Trade finance is complex and multilayered – with multiple platforms competing in each area to become the next industry standard. SWIFT currently links over 11,000 financial institutions and corporates around the world, and recently signed a Memorandum of Intent (MOI) with Singapore’s Infocomm Media Development Authority (IMDA) on global trade digitalization.
Meanwhile, new ventures attempt to disrupt this incumbent model, giving the decades-old consortium a run for its money. “We may get regional platforms, such as one for Singapore or one for the EU, or industry specific-platforms,” says Hauke, noting “I don’t think anyone can tell at this point which one will eventually prevail. You see lots of venture capital activity in this space for that reason.”

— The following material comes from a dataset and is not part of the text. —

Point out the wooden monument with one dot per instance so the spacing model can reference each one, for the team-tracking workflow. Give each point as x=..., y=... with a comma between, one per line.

“Such a solution would have to be robust, secure, and reliable, accepted by regulatory and governing bodies in multiple geographies, become the world’s largest network of its kind, and maintain its supremacy by sharing its success with its users,” says D’Lima. No easy task indeed. When it comes to return-on-investment, there are some processes that stand to benefit the most from implementing digital – and with the help of certain standards and platforms, can often be the easiest to implement. For example, UCP 600 has created a global standardization and legal certainty to allow platforms like Mitigram to create a global marketplace for bank Letter-of-Credit distribution. “They reduce distribution costs by giving corporates access to a wider funding network, resulting in competitive pricing with low onboarding and annual costs,” says Hauke.
For cross-border transactions, the paperwork involved can be considerable, and surprisingly, much of the work is manual – with documents moved between parties in hard copy via courier. As such, digitising contracts and documents can save days or even weeks. Taking this a step further, implementing blockchain creates a single source of truth for participants, removing ambiguity and eliminating delays caused by paper documents. “On average our clients benefit from reduced cycle times by 80%, improve traceability and access to finance, and save an average of $2500 per trade,” says D’Lima.
The most effective route to cost savings though is of course digitising data at the source – when invoices and purchase orders begin their journey in a digital format. “For banks, we have had to digitise our front-end channels for a seamless customer journey, as well as updating our internal systems to accept and process digital data to improve turnaround times and maximise customer value,” says Muthukrishnan, noting that this approach has enabled more efficient straight-through-processing as well as more intelligent data-based risk mitigations and financing. No matter where you start, though, the journey towards a digital future begins with a single step.